ある国立大4年の学生(21)は「教材研究も、いじめ指導も、保護者対応もしなければならないのに、働かせ放題で、残業代ゼロ。民間では許されないことがまかり通るのはおかしい」と話す。この学生は教師を志していたが、民間会社への就職を決めた。両親も「教師の仕事はきつい。無理することはない」と止めなかったという。
「逃げていくのは、教職の現状や社会的な位置を自ら調べて考える、教員になってほしい学生だ」と複数の教員養成学部の教授は語る。
これからの時代、教員はマニュアル通りではなく、自分で工夫して教えることが求められる。20年度からの新しい学習指導要領や大学入学共通テストで重視されるのは、自ら問いを立てて議論し、社会について批判的に考える力をつけることだ。大量採用されつつある教員は今後、こうした教育を学校の中軸として担っていくことが求められるだけに、影響は大きい。
■優れた人を引きつける方法、議論を 教職の環境・役割、給与とセットで
学校教育の充実のため、優秀な教員は不可欠だ。しかし、日本の教育行政は驚くほど、優れた人々を教職に引きつける「魅力化」に無頓着で過ごしてきた。
教員の待遇の現在の骨格ができたのは1970年代。他の公務員より給与を優遇することで人材を確保することを目的とした「教育職員人材確保法」(人確法)の公布は74年。残業代を原則として出さず、給料月額の4%を「教職調整額」として支給することを決めたのも同時期だ。
それから半世紀近く。「給与を優遇することで教員を集める」という考え方だけが残り、給与の優位性は下がってきた。一方で、教職に何を期待し、そのためにどのようなインセンティブが必要かという議論は、活発とは言えない。
この結果は、経済協力開発機構(OECD)が実施した国際教員指導環境調査(TALIS)にも出ている。日本の教員で志望動機として「安定した職業である」「確実な収入が得られる」などを挙げた割合が参加国平均よりも高い一方、教員という仕事の意義について「教職に就けば、社会的弱者の手助けができる」「社会に貢献できる」と答える割合は平均より低い。

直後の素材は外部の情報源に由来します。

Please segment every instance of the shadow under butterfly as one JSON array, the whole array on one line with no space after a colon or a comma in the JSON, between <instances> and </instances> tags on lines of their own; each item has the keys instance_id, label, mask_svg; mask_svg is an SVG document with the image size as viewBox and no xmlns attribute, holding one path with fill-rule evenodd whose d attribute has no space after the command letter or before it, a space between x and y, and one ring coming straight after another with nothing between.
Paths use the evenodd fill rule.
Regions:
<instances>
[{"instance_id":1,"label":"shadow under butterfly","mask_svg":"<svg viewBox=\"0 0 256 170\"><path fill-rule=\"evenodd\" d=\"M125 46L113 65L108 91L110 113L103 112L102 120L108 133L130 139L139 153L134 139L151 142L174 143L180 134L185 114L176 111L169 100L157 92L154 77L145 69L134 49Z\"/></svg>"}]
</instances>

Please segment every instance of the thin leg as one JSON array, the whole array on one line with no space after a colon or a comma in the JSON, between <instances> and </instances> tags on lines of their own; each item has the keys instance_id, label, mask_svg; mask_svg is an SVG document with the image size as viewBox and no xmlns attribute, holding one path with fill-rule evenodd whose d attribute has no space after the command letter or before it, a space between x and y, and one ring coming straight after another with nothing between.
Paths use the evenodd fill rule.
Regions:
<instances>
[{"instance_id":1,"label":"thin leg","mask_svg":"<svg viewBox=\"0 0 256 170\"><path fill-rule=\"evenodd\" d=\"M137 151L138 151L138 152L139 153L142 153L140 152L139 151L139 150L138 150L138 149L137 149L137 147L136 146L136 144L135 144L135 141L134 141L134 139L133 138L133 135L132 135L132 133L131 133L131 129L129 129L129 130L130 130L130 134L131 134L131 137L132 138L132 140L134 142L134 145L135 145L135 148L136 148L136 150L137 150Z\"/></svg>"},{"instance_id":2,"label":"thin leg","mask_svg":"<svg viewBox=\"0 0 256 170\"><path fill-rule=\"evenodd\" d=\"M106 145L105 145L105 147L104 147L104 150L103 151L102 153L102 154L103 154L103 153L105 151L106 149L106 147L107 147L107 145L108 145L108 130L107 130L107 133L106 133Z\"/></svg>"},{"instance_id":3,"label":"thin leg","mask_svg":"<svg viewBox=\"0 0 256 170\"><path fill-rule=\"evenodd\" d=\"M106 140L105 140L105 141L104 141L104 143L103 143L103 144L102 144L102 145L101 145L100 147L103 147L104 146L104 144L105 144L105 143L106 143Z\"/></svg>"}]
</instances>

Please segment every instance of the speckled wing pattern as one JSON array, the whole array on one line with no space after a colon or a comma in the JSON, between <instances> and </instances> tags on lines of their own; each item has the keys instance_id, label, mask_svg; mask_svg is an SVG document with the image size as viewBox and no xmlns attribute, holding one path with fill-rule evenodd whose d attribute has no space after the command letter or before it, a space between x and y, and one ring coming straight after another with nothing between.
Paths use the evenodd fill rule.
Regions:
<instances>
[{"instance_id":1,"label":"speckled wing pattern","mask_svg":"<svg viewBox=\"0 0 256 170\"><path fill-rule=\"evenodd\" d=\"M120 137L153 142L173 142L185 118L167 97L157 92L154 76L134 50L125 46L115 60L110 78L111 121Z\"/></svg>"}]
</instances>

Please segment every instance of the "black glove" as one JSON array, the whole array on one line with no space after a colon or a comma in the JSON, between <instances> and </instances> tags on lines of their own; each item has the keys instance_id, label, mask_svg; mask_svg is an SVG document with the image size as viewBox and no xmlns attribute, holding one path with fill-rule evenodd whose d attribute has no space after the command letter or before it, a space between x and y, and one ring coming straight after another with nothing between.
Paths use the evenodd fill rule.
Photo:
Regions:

もちろん給与は大切だが、望ましい労働環境を実現する方法や、教員に求める役割についてもセットで考えるべきだろう。独立行政法人「教職員支援機構」上席フェローの百合田真樹人さんは「日本では大学、教委、文科省、社会が教員に何を求めるのか理念を共有してこなかった」と話す。「どんな人を教職に引きつけ、どう養成し、採用するか。ピンチの今はある意味、これまでのシステムを見直すチャンスだ」
今のままでは教員に求められる仕事ばかりが増え、意欲ある志望者までが背を向けてしまう。一度遠のいた人々を学校に取り戻すのは容易ではない。